Special equipment: a 3 1/2-inch round cutter
For the dough: stir the yeast and 1 teaspoon honey into 1 cup warm water (100 to 110 degrees F). Let sit until bubbly, about 5 minutes. In a mixer fitted with the paddle attachment, combine the eggs and yolks, olive oil, salt, remaining 1/4 cup honey and the yeast mixture. Mix on low until combined. Add 4 cups flour on low speed, 1 cup at a time, and mix to form a smooth, wet dough. Switch to the dough hook and knead on medium-high, adding up to 1/2 cup more flour to make a slightly sticky dough that forms a ball around the hook, 4 to 5 minutes. Form the dough into a ball, place in a large bowl and lightly coat in olive oil. Cover with plastic wrap and let rise until doubled in size, about 1 1/2 hours.

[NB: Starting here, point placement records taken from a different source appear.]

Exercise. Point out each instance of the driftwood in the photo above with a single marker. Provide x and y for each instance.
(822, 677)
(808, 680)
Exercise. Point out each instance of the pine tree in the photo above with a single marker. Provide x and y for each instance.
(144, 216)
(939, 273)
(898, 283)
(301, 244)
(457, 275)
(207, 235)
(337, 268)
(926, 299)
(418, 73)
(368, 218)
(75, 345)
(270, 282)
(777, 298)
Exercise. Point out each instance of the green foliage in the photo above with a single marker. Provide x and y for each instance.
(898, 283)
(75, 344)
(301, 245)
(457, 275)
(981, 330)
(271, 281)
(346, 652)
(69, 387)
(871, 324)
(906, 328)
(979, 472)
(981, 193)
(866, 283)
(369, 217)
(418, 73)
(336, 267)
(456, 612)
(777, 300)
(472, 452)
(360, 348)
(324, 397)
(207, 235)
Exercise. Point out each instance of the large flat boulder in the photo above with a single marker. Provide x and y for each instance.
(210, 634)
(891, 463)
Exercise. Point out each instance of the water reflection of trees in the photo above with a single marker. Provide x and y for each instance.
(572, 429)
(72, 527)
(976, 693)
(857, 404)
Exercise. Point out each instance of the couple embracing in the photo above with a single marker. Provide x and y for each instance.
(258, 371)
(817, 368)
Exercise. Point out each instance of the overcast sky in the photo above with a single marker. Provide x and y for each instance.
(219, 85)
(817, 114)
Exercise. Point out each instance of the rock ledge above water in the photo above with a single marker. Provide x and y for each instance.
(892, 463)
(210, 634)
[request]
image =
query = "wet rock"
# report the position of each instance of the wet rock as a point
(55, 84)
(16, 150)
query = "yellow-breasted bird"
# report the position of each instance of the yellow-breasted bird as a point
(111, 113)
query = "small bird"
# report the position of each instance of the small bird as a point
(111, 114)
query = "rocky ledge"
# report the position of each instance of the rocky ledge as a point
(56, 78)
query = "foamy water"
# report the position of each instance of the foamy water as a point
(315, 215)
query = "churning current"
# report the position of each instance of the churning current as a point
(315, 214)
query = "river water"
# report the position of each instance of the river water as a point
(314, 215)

For the filling: Meanwhile, stir together the chocolate, butter, pecans, sugar, cinnamon and salt in a medium bowl to make a chunky paste.
Butter a 10-inch round cake pan and set aside. When the dough has risen, punch it down and roll with a lightly floured rolling pin on a well-floured work surface into a 24-by-16-inch rectangle (about 1/4-inch thick). Use a 3 1/2-inch round cutter to cut out as many circles as you can from the dough. Fill each circle to the edge with about 1 tablespoon filling and fold in half, then in half again, so it looks like a quarter of a circle. Pinch the tip of the dough so that the rounded edge opens slightly. Arrange pieces, pinched-side down, in a circle around the edge of the pan with some space between the pieces and the chocolate filling showing at the top. Arrange 2 more circles in the pan, ending with one piece in the center. Cover with plastic wrap and let rise until almost doubled, about 30 minutes.
Preheat the oven to 375 degrees F. Brush the risen dough with beaten egg and bake until golden and the center of the bread registers about 180 degrees F on an instant-read thermometer (avoid touching the pan), 30 to 35 minutes. Cool in the pan on a rack for 10 minutes, then remove and serve warm.
When measuring flour, we spoon it into a dry measuring cup and level off the excess. (Scooping directly from the bag compacts the flour, resulting in dry baked goods.)